Contrabandistas calculam preço da corrupção nas 4 etapas do trajeto
Quanto mais a mercadoria se afasta da divisa, mais aumentam os valores cobrados de propina
Presente durante todo o trajeto das mercadorias contrabandeadas —da fronteira aos pontos de venda—, a corrupção de agentes públicos é precificada pelos criminosos.
O contrabandista tem alguns custos calculados, como a logística, o risco de perder a mercadoria e o risco de ser preso. A corrupção é mais um deles, como mostra levantamento do Idesf (Instituto de Desenvolvimento Econômico e Social da Fronteira).
De acordo com o estudo, realizado em 2015, o custo da corrupção varia entre 9% e 10% do valor da carga.
Em entrevistas com excontrabandistas, o instituto identificou quatro etapas principais de corrupção pelas quais os criminosos pagam para viabilizar o crime. O preço vai aumentando conforme os produtos se afastam das fronteiras e se aproximam do destino.
A primeira e mais barata etapa é a propina na fronteira em si, que custa em torno de R$ 100 por dia por agente corrompido.
O processo segue e o segundo momento é uma espécie de escolta: após acordo, agente garante que carga estará em segurança até o fim de sua circunscrição. Em média, o trecho custa de R$ 1.000 a R$ 1.500.
O terceiro momento envolve postos de fiscalização, onde o contrabandista paga, em média, de R$ 3.000 a R$ 10 mil para que agentes façam vista grossa.
Há ainda a corrupção que parte dos servidores: montam blitze falsas e apreendem as cargas, mas depois negociam para liberá-las. Esse é o momento mais caro. Os preços podem variar entre R$ 50 mil e R$ 100 mil ou custar uma parte dos produtos. RACIONAIS O economista e professor universitário Pery Shikida passou 19 anos entrevistando detentos condenados por crimes econômicos para entender o que os motivou a migrar para o mercado ilícito.
“São pessoas extremamente racionais. Elas colocam na balança quais benefícios e problemas podem ter em consequência do crime”, afirma.
Segundo a pesquisa, os maiores motivadores são a ideia do ganho fácil e a ganância, além de carências sociais. O pesquisador afirma, porém, que essas carências não têm necessariamente a ver com pobreza.
“Essas pessoas têm muitas debilidades em termos de educação, escola e religião. São de famílias humildes, mas com renda”, diz.

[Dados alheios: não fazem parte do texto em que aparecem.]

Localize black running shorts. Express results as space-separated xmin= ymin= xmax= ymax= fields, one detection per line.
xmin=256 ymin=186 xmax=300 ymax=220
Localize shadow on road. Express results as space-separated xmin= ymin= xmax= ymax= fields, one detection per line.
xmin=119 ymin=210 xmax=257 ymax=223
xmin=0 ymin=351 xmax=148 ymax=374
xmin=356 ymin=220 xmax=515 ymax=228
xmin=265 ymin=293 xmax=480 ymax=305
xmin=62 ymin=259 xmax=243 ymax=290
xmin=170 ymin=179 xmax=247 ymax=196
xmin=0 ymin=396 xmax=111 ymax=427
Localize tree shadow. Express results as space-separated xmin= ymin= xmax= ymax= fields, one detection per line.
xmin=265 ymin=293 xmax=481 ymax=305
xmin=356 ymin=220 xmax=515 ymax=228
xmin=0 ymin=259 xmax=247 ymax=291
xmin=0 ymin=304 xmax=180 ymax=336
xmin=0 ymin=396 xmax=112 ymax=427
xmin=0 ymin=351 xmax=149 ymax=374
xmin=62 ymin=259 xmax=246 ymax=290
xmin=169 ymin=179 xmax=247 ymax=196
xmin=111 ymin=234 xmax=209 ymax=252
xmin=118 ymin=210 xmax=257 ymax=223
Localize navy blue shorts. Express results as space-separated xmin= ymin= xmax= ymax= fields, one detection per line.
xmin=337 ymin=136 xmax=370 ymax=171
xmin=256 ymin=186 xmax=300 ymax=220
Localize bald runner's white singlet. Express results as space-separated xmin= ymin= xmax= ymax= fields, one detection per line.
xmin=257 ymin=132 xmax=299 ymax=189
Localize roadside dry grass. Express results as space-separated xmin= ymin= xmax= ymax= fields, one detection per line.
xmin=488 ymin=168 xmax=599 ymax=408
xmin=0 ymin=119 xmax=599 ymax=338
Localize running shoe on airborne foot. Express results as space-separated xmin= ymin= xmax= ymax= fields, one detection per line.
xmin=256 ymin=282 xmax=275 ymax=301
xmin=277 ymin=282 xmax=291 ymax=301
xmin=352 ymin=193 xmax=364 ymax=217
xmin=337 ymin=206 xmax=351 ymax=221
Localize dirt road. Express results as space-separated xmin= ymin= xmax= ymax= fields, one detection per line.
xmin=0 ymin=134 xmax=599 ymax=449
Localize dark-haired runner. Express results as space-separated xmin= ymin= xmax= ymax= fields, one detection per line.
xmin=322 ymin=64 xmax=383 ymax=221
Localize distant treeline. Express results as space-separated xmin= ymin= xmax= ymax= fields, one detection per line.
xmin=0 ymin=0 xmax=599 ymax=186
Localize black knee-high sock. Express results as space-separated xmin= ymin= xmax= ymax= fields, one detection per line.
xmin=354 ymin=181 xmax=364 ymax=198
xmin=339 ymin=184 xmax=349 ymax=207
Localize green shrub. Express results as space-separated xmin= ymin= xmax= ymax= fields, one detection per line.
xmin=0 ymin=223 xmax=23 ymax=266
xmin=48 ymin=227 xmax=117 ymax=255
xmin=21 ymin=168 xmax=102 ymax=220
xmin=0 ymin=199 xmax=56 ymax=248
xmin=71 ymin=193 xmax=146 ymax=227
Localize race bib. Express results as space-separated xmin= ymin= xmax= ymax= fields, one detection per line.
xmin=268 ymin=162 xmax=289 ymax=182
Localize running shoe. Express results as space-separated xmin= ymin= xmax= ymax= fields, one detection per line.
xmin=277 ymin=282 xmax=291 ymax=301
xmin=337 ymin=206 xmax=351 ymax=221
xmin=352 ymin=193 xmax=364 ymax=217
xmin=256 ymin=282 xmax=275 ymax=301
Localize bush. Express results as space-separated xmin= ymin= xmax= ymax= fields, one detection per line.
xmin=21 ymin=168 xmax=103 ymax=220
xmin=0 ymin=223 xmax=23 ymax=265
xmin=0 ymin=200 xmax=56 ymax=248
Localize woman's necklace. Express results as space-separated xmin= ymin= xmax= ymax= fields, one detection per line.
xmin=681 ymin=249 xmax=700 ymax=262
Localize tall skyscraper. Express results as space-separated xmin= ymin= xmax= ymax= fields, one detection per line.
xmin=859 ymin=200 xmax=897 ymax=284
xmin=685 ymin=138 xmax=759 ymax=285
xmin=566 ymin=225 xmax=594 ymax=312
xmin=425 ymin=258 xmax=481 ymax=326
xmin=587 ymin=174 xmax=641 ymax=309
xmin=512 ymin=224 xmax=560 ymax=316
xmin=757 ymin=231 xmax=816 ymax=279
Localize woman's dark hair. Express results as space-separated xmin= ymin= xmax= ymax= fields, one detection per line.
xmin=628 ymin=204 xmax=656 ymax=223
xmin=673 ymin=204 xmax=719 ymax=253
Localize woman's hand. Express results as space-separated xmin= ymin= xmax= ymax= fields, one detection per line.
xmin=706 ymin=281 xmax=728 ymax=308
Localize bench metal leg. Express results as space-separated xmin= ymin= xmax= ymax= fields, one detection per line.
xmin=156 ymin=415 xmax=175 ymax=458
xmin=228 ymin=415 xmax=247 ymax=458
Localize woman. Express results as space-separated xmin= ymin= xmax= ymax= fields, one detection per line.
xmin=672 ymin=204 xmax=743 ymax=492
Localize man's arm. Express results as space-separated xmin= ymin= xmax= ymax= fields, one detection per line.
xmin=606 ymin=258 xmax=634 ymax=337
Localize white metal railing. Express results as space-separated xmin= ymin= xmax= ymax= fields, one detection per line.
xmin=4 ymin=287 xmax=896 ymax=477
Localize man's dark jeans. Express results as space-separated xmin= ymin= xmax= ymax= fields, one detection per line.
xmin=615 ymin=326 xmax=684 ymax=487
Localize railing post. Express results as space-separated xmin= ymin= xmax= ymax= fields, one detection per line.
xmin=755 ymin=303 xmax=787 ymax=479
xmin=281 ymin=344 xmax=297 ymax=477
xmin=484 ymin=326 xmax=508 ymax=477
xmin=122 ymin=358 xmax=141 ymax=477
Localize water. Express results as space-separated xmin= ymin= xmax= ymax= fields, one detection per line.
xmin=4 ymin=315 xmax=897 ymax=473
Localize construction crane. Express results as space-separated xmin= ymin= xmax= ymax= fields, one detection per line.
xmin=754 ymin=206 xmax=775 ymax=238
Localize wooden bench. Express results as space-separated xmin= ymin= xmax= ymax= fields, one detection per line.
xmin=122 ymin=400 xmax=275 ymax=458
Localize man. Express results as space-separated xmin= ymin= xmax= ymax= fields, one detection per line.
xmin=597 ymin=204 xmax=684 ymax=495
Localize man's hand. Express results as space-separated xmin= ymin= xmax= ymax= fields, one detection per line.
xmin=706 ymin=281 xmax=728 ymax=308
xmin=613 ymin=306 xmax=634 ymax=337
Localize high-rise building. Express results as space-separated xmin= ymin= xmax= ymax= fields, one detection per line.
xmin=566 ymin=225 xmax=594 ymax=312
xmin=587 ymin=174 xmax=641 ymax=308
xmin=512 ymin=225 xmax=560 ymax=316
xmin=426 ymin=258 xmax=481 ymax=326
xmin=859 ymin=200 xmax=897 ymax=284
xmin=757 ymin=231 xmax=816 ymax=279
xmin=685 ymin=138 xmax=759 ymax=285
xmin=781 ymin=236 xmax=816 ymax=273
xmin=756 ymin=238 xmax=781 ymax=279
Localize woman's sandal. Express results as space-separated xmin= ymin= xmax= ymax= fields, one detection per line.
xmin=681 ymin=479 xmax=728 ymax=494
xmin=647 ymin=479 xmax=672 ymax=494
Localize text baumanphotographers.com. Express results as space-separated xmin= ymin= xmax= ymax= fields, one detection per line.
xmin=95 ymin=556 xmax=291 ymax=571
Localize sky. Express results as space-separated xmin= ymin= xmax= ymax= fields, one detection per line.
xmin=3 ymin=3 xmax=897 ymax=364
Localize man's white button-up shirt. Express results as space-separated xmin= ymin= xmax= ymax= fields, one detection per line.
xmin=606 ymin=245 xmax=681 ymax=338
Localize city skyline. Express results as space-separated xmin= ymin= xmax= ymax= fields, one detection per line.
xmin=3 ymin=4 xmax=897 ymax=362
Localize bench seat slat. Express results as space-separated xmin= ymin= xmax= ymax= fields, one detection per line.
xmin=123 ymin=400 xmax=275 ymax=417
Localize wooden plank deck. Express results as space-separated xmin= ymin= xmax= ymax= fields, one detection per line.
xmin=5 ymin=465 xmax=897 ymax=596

Os atrativos, no caso do contrabando, são potencializados nas divisas. “Dá a sensação de que compensa. A fronteira é formada por cidades pequenas. Os contrabandistas acabam se tornando ‘donos’ desses lugares”, diz Luciano Barros, presidente do Idesf.
Curiosamente, os detentos entrevistados por Shikida dizem considerar as leis brasileiras brandas.
“Os próprios criminosos pedem instituições, como Justiça e polícia, mais sérias. Eles vão ter que enfrentá-las durante o crime e, como não confiam em sua seriedade, tentam cooptar”, diz Shikida. OUTRO LADO Procurado, o Ministério Extraordinário da Segurança Pública, ao qual Polícia Rodoviária Federal (PRF) e Polícia Federal são subordinadas, informou que as corregedorias de ambos os órgãos “não toleram nenhum desvio funcional, especialmente a prática de corrupção”.
Desde 2013, a PRF cassou a aposentadoria ou demitiu sete servidores por recebimento de propina. A PF julgou 32 servidores no período (23 por corrupção e 9 por recebimento de propina, comissões, presentes ou vantagens) no período. Não informou quantos foram punidos.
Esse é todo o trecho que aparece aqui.